ЛЕОНТИЙ УСОВ: ПАПА КАРЛО ФЕДЕРАЛЬНОГО ЗНАЧЕНИЯ
Почему «Папа Карло»? Потому что дерево в его руках оживает. Почему «федерального»? Потому что Заслуженный художник РФ и Почётный академик Российской академии художеств.
Он – один из самых известных за рубежом современных русских скульпторов, его работы нашли свое место в музеях и частных коллекциях Европы, Америки, Австралии. Только в Британии со своими выставками и презентациями он побывал четырнадцать раз.
Пять лет назад, посетив его мастерскую в Томске, Евгений Евтушенко экспромтом написал:
Жизнь сразу стала горизонтней,
Когда почти святой Леонтий
К нам, увядающим без сил,
Свои скульптуры подселил.
Не нужен Сталин нам и Ленин,
А Гоголь, Чехов, Пастернак…
С таким скульптурным населеньем
Никто не справится никак.
Не превратиться в жалких трусов
Поможет и среди лесов
Пушкинианец томский Усов
Без сальных сталинских усов.
Поэт с первого взгляда точно подметил многое. Что мастер не разменивается на лица политиков, его герои – великие поэты, художники и музыканты: Пикассо, Шукшин, Шекспир, Гребенщиков… И то, что его метафорические работы обогащают наше понимание мира.
Но откуда ж он взялся такой? Где учился? Как достиг этих высот? Вот на такие, более приземленные вопросы скульптор ответил в своей томской мастерской нашему корреспонденту.
– Леонтий Андреевич, где и когда вы родились? Расскажите о своей семье, о том, как пришли в искусство, как обрели свою уникальную манеру.

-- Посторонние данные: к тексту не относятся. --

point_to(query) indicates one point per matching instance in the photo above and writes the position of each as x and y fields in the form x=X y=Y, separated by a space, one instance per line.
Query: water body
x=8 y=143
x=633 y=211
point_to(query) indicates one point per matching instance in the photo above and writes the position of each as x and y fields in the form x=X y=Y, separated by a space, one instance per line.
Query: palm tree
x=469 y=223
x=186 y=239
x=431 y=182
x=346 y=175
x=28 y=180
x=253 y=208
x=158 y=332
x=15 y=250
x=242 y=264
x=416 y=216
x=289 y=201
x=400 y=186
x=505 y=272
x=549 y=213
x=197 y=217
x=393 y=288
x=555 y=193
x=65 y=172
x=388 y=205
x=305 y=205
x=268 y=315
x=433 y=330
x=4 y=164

– Я родился в сорок восьмом, в Архангельской области, в лесопункте поселка Сюзьма. У отца, фронтовика, нас было восемь, я – седьмой. Никто в нашей семье к искусству никакого отношения не имел. Работать я начал в четырнадцать – водогреем: зимой кипяток заливали в лесовозы, чтобы те заводились сразу… А через год я поехал в Архангельск и поступил в «кулёк» на руководителя художественной самодеятельности.
Меня взяли сразу на второй курс – там парней не хватало. Спустя три года, по окончании училища, я полгода отработал завклубом, тоже в лесопункте, и ушел в армию.

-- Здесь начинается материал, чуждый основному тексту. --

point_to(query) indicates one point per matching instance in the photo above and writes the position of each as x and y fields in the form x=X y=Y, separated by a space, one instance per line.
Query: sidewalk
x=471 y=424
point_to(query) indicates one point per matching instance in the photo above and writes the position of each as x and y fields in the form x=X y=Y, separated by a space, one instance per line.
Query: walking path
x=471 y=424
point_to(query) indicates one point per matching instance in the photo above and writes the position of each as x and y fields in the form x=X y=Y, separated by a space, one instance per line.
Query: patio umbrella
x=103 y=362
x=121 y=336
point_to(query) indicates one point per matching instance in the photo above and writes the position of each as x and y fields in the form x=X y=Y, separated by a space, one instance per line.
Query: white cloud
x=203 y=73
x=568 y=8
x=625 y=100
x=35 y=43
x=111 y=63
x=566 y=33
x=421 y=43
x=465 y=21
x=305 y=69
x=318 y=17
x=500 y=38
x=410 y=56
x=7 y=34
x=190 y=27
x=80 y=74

– А почему все-таки в «кулёк»? Откуда этот вектор движения?
– Даже не отвечу. В семье у нас все были немного артистами, но никто не собирался делать из этого профессию. А мне почему-то хотелось чего-то добиться. Чего-то большого и светлого. Я как-то сказал об этом, и мне посоветовали вымыть слона.
– Где служили? В клубе?
– Нет. Служил химиком-заправщиком, мы заправляли ракеты стратегические. Сперва на площадке под Пермью, потом на Байконуре. После армии хотел поступить в театральное, но не смог, там был большой конкурс. Устроился в «Росбакалею» грузчиком, потом – рабочим сцены в театр в городе Котласе Архангельской области… Там мне стали иногда давать какие-то небольшие роли, а потом взяли и в труппу.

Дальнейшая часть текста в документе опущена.